The speed of this shift impresses me. In the past, transitioning from consumer to enterprise typically took years, requiring extensive market education and sales efforts. But AI tools are so clearly useful that users spontaneously introduce them into their work environments. I’ve seen numerous cases where employees first buy an AI tool personally, then convince their company to purchase the enterprise version for the whole team.
The shift from price-sensitive consumers to price-insensitive enterprise buyers creates massive expansion potential. But this requires core collaboration features like team folders, shared libraries, collaborative canvases, authentication, and security. I believe these features are now essential for any consumer AI product with enterprise potential.
With these capabilities in place, pricing differences can be substantial. ChatGPT is a good example—even though it’s not widely seen as a team product, its pricing highlights the gap: $20/month for individuals versus enterprise plans ranging from $25 to $60 per user. Such 2–3x price differences were rare in traditional consumer software but are becoming common in the AI era.

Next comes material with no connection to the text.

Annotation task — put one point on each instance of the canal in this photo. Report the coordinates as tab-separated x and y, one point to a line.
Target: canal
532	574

I think some companies even price individual plans at break-even or slight loss to accelerate team adoption. Notion effectively used this strategy in 2020, offering unlimited free pages to individual users while charging heavily for collaboration features, driving its most explosive growth phase. The logic is clear: subsidize individual usage to build a user base, then monetize through enterprise features.
Take Gamma, for instance: its Plus plan is $8/month to remove watermarks—a requirement for most enterprise use—plus other features. Then users pay for each collaborator added to their workspace. This model cleverly leverages enterprise demand for professional presentation.

Replit offers a $20/month plan for Core users. Team plans start at $35/month, including extra credits, viewer seats, centralized billing, role-based access control, private deployments, and more. Cursor offers a $20/month Pro plan and a $200/month Ultra plan (with 20x usage increase). Team users pay $40/month for Pro, with organization-wide privacy modes, usage and management dashboards, centralized billing, and SAML/SSO.

These features matter because they unlock enterprise-level ARPU (Average Revenue Per User) expansion. I believe any consumer AI company today that isn’t planning for enterprise expansion is missing a huge opportunity. Enterprise users not only pay more but are also typically more stable and have lower churn.

Invest in Enterprise Capabilities from Day One
Moore offers a seemingly counterintuitive yet highly insightful suggestion: consumer companies should consider hiring a sales lead within one to two years of founding. I fully agree, even though this contradicts traditional consumer product strategies.
Individual adoption can only take a product so far; ensuring widespread organizational adoption requires navigating enterprise procurement and closing high-value contracts. This demands professional sales expertise—not just relying on organic product spread. I’ve seen too many excellent consumer AI products miss big opportunities due to lack of enterprise sales capability.
Canva, founded in 2013, waited nearly seven years before launching its Teams product. Moore notes that in 2025, such delays are no longer viable. The pace of enterprise AI adoption means that if you delay enterprise features, competitors will seize the opportunity. Competitive pressure is vastly accelerated in the AI era, as market changes happen faster than ever.
I believe several key features often determine success. For security and privacy: SOC-2 compliance, SSO/SAML support. For operations and billing: role-based access control, centralized billing. For product: team templates, shared themes, collaborative workflows. These may sound basic, but they’re often decisive in enterprise purchasing decisions.
ElevenLabs is a great example: starting heavily focused on consumers, the company quickly built enterprise-grade capabilities, adding HIPAA compliance for its voice and conversation agents and positioning itself to serve healthcare and other regulated industries. This rapid enterprise transformation allowed them to capture high-value clients beyond consumer revenue.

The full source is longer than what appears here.